Essa não é a primeira vez que o Papo de Cinema conversa com Gabriel Martins. E provavelmente não será a última. Sócio da produtora mineira Filmes de Plástico, fizemos uma entrevista com ele no lançamento de seu longa anterior, No Coração do Mundo (2019), e também participou de uma live conosco após ter sido indicado ao Prêmio Guarani de Cinema Brasileiro por seu trabalho neste filme e também como montador de Temporada (2018), de André Novais Oliveira, seu colega. Agora, no entanto, está lançando Marte Um, e com um gosto especial: é a primeira vez em que assina sozinho a direção de um projeto. E um bastante pessoal, como afirma no nosso bate-papo a seguir. Exibido no Festival de Sundance e premiado em Los Angeles, São Francisco e também em Gramado, essa história sobre uma família que precisa lidar com sonhos e resistências tem comovido muita gente. Já em cartaz nos cinemas brasileiros, é ainda um dos pré-selecionados pela Academia Brasileira de Cinema como representante nacional no Oscar 2023. Ou seja, é certamente um dos títulos imperdíveis desse ano.

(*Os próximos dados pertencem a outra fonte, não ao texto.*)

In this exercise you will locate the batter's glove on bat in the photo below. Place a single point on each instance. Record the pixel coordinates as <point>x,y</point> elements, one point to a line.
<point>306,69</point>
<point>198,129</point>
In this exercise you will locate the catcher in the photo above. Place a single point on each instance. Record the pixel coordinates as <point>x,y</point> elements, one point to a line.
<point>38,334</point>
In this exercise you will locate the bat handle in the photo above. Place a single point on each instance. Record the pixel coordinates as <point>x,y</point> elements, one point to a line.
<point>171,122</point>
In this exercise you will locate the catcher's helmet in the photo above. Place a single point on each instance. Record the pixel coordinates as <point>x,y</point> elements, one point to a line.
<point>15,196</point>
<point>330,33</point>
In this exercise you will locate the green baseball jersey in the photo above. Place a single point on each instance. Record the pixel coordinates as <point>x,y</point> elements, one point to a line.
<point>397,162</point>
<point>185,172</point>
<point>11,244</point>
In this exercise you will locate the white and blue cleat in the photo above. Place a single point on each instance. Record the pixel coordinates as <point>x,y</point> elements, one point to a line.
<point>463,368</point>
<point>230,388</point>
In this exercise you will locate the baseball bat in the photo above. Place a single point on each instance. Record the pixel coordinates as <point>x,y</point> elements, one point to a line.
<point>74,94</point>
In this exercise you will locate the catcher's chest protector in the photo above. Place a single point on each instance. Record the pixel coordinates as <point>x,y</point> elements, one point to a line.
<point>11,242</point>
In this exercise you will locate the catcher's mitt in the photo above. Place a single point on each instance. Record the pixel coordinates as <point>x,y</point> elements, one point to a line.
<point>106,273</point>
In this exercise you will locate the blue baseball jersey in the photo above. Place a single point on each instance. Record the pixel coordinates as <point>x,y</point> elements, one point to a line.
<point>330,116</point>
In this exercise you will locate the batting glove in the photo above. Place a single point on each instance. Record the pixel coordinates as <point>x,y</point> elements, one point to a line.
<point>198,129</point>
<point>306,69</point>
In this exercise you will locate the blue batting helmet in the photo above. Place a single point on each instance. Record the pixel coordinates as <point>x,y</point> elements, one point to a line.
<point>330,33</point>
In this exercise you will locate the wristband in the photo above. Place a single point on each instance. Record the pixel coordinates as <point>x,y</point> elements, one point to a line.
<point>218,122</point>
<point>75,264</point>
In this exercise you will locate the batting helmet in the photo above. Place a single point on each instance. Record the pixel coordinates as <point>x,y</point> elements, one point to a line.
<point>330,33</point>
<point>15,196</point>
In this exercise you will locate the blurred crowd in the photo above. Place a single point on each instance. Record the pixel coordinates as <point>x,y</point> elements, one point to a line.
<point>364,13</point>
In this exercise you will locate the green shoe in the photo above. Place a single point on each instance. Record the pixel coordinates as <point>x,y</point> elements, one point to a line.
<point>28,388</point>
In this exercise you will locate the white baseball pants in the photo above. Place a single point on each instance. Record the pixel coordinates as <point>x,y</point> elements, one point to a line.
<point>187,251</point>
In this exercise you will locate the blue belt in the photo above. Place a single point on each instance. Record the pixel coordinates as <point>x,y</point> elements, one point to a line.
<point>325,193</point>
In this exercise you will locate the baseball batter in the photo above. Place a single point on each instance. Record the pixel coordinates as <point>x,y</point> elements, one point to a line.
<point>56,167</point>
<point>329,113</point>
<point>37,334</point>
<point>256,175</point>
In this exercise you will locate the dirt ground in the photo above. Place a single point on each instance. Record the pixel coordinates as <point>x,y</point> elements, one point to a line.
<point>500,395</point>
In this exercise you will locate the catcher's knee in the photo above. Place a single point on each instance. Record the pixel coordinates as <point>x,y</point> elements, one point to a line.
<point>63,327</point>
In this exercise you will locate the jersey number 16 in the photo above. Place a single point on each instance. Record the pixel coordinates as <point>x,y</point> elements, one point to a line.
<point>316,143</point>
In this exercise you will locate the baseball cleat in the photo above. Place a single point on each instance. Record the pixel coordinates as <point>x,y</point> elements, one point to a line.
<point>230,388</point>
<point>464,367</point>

Os trabalhos da Filmes de Plástico são sempre muito colaborativos. Marte Um, no entanto, é o primeiro que você assina sozinho. O que o levou a contar essa história?
Foi algo natural. Afinal, partimos de um roteiro que tinha muito a ver comigo. É um projeto que construí a partir da minha história. Cada filme nosso nasceu de circunstâncias muito específicas. O André (Novais Oliveira, também sócio da Filmes de Plástico) fez mais de um longa que só ele assina, e aqui aconteceu a mesma coisa: Marte Um é, de fato, um projeto pessoal. A produtora sempre me deu suporte, desde o processo criativo, com sugestões o tempo todo. Mas é um filme que surge a partir de coisas pessoais que precisava dizer sobre a minha jornada, minha família. Coisas que vi na vida e que nessa primeira oportunidade de realizar um longa com direção solo me permitiu fazer investigações mais profundas. Com a minha perspectiva. O No Coração do Mundo (2019) também é pessoal, mas fala da minha relação com o Maurílio e como nós dois vemos a cidade onde moramos, nosso bairro.

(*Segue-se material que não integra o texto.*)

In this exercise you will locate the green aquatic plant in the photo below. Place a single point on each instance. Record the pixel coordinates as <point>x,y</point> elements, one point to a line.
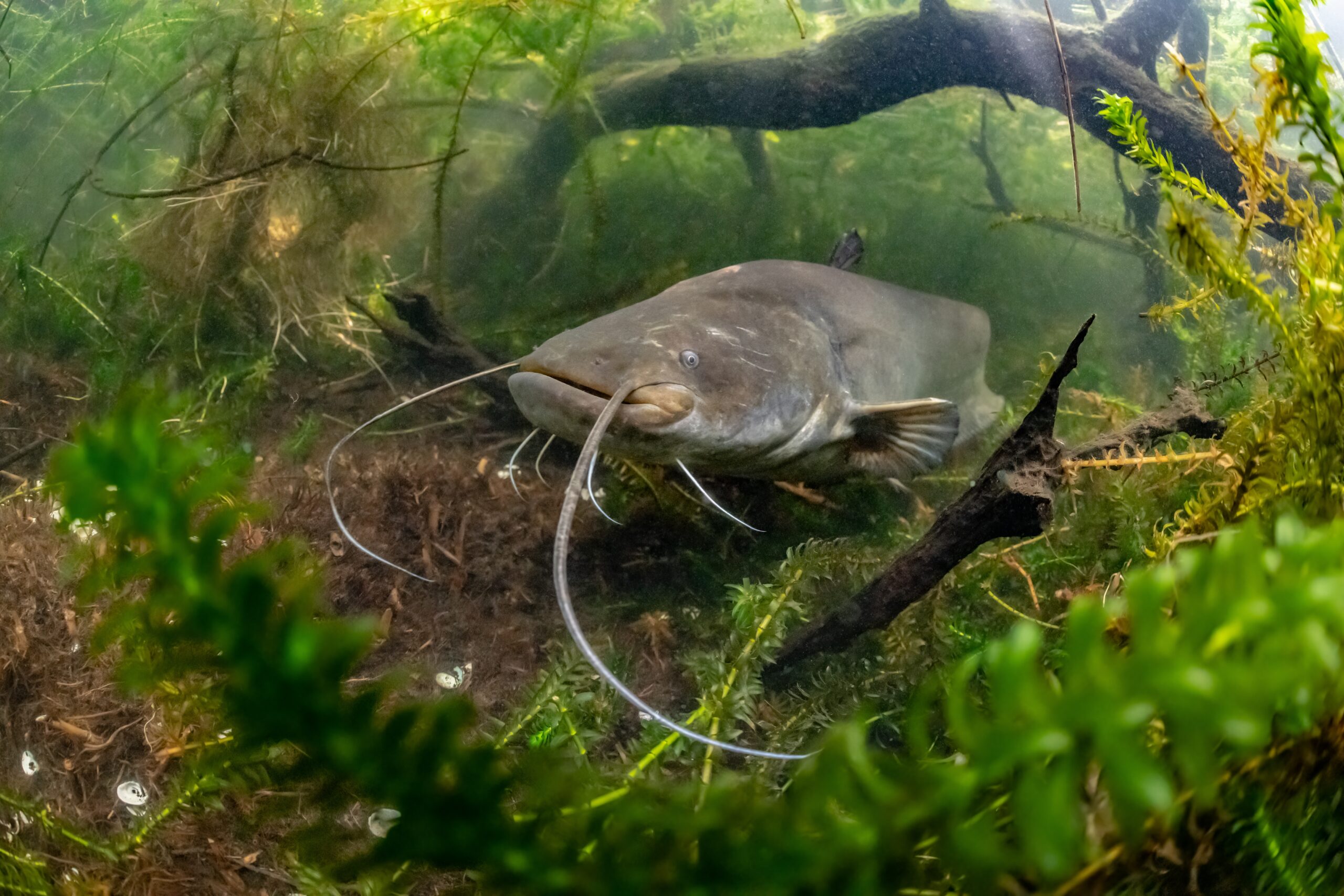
<point>1151,707</point>
<point>1287,442</point>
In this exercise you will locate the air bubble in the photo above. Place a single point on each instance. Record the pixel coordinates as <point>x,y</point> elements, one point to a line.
<point>382,821</point>
<point>132,793</point>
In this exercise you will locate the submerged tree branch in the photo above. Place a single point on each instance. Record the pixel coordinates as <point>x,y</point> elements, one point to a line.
<point>870,66</point>
<point>1011,498</point>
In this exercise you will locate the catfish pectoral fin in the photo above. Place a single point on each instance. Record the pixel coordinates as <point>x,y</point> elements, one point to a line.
<point>902,438</point>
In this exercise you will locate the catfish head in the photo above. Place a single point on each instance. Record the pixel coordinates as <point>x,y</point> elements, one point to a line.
<point>722,382</point>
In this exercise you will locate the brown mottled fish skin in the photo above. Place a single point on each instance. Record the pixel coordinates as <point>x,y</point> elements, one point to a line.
<point>790,354</point>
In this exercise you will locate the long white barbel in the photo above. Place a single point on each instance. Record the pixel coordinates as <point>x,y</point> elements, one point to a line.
<point>710,499</point>
<point>327,471</point>
<point>562,592</point>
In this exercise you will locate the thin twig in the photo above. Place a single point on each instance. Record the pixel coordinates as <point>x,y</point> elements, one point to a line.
<point>7,59</point>
<point>298,155</point>
<point>25,452</point>
<point>102,151</point>
<point>441,179</point>
<point>1069,105</point>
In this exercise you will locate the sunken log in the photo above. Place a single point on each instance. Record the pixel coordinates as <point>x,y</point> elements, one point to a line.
<point>869,66</point>
<point>1012,498</point>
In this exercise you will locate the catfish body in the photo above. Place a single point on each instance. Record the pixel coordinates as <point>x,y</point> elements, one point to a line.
<point>772,370</point>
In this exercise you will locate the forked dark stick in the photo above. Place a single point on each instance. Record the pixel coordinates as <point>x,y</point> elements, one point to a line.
<point>1011,498</point>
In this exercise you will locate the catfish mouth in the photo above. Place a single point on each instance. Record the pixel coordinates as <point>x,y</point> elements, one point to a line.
<point>543,393</point>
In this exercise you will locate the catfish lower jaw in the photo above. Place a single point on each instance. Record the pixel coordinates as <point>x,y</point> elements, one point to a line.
<point>569,410</point>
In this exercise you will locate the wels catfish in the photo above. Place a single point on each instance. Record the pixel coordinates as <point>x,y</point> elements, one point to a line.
<point>772,370</point>
<point>769,370</point>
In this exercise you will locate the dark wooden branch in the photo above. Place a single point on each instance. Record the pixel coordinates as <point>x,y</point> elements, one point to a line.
<point>18,455</point>
<point>1011,498</point>
<point>437,349</point>
<point>1184,413</point>
<point>866,68</point>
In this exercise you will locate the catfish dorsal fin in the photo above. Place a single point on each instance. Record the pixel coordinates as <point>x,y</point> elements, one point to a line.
<point>902,438</point>
<point>848,251</point>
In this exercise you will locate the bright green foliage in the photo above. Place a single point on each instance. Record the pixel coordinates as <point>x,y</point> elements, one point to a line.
<point>1301,90</point>
<point>1132,129</point>
<point>169,507</point>
<point>1288,442</point>
<point>1205,662</point>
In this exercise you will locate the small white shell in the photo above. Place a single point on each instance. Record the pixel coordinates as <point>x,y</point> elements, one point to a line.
<point>132,793</point>
<point>382,821</point>
<point>459,678</point>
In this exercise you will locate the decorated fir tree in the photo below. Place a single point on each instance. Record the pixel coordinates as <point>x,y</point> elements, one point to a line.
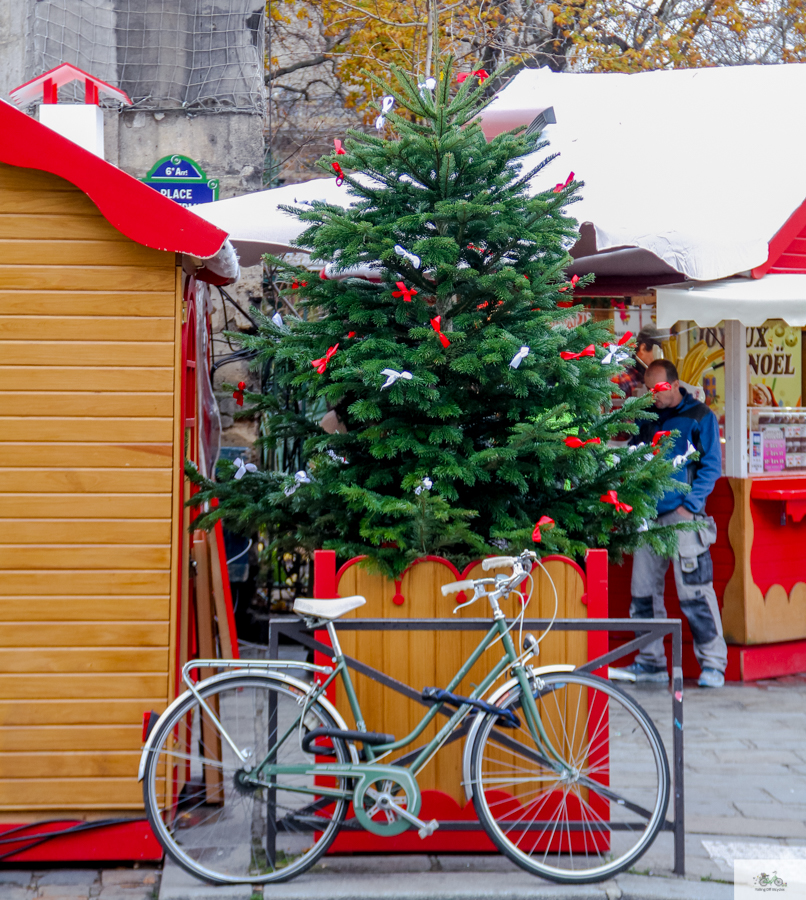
<point>469,404</point>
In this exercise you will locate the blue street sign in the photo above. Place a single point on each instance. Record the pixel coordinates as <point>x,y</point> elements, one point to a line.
<point>182,180</point>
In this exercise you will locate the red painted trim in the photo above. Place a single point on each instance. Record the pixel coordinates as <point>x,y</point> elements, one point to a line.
<point>136,210</point>
<point>66,73</point>
<point>780,242</point>
<point>596,600</point>
<point>769,660</point>
<point>124,841</point>
<point>325,577</point>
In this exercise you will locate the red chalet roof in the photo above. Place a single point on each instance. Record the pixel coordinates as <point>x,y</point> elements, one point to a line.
<point>787,254</point>
<point>136,210</point>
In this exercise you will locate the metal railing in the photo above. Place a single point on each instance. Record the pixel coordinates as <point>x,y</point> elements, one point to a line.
<point>645,630</point>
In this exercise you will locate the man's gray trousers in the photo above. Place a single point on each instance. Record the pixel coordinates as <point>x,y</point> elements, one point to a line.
<point>694,577</point>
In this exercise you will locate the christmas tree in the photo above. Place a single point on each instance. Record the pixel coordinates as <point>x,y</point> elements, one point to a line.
<point>472,404</point>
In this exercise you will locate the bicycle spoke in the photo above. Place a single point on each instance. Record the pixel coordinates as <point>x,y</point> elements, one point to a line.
<point>568,824</point>
<point>227,825</point>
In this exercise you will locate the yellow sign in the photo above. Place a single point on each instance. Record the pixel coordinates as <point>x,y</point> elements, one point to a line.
<point>774,366</point>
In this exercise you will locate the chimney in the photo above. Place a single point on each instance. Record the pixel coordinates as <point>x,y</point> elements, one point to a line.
<point>82,123</point>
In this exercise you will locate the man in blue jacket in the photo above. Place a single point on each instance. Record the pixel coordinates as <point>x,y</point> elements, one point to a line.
<point>679,412</point>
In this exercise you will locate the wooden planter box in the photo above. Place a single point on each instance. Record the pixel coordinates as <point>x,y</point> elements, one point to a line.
<point>422,659</point>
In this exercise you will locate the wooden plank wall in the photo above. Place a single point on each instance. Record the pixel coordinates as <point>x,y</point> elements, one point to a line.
<point>88,339</point>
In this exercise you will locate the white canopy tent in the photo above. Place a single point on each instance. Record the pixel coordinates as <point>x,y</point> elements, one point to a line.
<point>749,300</point>
<point>685,171</point>
<point>257,225</point>
<point>696,168</point>
<point>739,302</point>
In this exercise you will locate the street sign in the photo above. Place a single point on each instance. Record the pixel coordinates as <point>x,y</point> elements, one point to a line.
<point>183,180</point>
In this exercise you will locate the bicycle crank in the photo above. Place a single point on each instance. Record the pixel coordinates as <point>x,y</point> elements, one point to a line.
<point>387,800</point>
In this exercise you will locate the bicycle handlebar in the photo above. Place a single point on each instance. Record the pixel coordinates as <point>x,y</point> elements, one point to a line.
<point>495,562</point>
<point>455,586</point>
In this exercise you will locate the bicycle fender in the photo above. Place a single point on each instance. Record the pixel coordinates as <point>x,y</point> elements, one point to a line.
<point>495,699</point>
<point>269,676</point>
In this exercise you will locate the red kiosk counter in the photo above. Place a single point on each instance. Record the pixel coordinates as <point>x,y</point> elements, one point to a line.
<point>760,504</point>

Marte Um é um filme autobiográfico, portanto?
Acho que, em certo sentido, a dimensão do sonho do Deivinho é algo que compartilho no sentido em que eu era um garoto que, com sete anos de idade, sonhava em fazer cinema. E que morava em um bairro que sequer tinha sala de cinema por perto. Era muito distante para mim. Como Marte é distante para o Deivinho. Pra mim, naquele momento, cinema era Hollywood, e não tinha a menor ideia em como atingir isso. Então, tem, sim, elementos que talvez não digam diretamente a respeito da configuração da família, ou pelo que eles passam, mas tem muito da minha relação com o meu pai, como o alcoolismo afetou a minha família e diversas histórias que cresci vendo ao meu redor. Wellington, por exemplo, é o nome de um tio. Tem uma coisa que trago e que parte de um lado pessoal.
Marte Um faz um comentário sobre a situação política atual do país, sobre a ascensão de um governo de extrema direita.
Esse é um filme que nasceu em 2014, em virtude da Copa do Mundo. Vem de um momento que vivíamos no Brasil. É algo que interpreto como uma crise de identidade. São pessoas que estão começando a aprender a viver com as diferenças, a entender que nem todo mundo é igual. Tivemos afirmações políticas muito fortes nesses últimos anos. A cultura do cancelamento, o Brasil dando errado, o mundo acabando. A gente é pessimista, a gente é otimista. Sinto que o Marte Um, de alguma forma, quer responder a um certo estado de letargia que a gente acabou se encontrando diante de tanto cinismo, de tanto individualismo, e de uma tragédia social que foi a política que esse governo veicula. Sinto que a gente acorda, todo dia pela manhã, e quando lê as notícias não só daqui, mas de tudo que é lugar, o que sentimos é ódio. Há um sentimento forte de revolta permanente.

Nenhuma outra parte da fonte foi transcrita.